Hanno ritenuto i giudici di merito, nei due gradi, che la condizione dell’apprendista al termine del periodo di formazione sia assimilabile a quella del lavoratore a tempo determinato, essendo esposto il lavoratore al rischio di recesso con la sola dichiarazione datoriale, in mancanza del quale il rapporto prosegue a tempo indeterminato; in presenza di una struttura bifasica del contratto, ove in una prima fase si inserisce una causa mista ed in una seconda, eventuale, la stabilità è condizionata al mancato recesso ex art. 2118 c.c., non sarebbe ravvisabile un’ipotesi di esclusione dall’esonero dal versamento dei contributi previdenziali come prevista nel caso di nuove assunzioni di lavoratori occupati a tempo indeterminato nel semestre antecedente.
Nel ricorso per cassazione, l’RAGIONE_RAGIONE_SOCIALE deduce la violazione dell’art. 1 co.118 L. 190/2014 perché, in linea con la finalità di garantire occupazione stabile, non rientrano nel beneficio invocato i lavoratori già occupati a tempo indeterminato.
A sostegno dell’avversa tesi, il controricorrente rammenta nelle memorie illustrative una precedente pronuncia a sé favorevole.
La causa è stata trattata all’adunanza camerale del 13 gennaio 2026.
Considerato che
La Corte ritiene opportuna una preliminare riflessione sul tema della natura giuridica del contratto di apprendistato in caso di recesso datoriale al termine del periodo di formazione e sulla effettività della stabilità del rapporto che, per il controricorrente, renderebbe ammissibile la fruizione della agevolazione contributiva per la nuova assunzione, in forza di un’interpretazione logica e teleologica della normativa in esame.

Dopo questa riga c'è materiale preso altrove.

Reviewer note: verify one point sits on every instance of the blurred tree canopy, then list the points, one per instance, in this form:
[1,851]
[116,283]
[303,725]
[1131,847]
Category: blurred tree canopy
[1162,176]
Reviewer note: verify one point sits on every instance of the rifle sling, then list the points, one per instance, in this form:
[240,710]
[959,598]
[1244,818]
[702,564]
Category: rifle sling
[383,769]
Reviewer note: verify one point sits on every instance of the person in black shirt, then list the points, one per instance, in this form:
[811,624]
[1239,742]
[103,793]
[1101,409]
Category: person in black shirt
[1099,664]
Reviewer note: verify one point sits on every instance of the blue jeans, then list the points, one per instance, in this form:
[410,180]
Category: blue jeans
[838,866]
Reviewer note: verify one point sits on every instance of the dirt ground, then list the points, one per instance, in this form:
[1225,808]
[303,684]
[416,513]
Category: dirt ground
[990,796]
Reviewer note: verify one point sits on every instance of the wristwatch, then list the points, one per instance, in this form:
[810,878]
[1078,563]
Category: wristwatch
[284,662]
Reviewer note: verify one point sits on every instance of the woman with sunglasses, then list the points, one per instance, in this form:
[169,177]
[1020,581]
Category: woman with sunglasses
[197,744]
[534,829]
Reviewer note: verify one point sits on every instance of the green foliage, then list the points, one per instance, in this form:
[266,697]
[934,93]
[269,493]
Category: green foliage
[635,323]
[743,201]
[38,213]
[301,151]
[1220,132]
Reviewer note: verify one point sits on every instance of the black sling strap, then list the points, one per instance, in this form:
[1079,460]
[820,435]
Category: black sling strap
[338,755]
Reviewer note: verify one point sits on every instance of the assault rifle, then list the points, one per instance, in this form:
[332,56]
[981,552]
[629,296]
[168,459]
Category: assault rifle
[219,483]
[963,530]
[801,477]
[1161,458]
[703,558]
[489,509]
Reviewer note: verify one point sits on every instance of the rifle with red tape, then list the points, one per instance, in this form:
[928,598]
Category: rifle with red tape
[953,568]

La questione coinvolge le condizioni di esclusione previste dall’art. 1 comma 118 L. 190/2014 ed assume rilievo nomofilattico meritevole di un confronto in discussione orale fra le parti, ex art. 375 c.p.c.
P.Q.M.
La Corte, ritenuta la insussistenza dei presupposti per la trattazione in camera di consiglio, rinvia la causa a nuovo ruolo per la fissazione in pubblica udienza.
Così deciso nella Adunanza camerale del 13 gennaio 2026.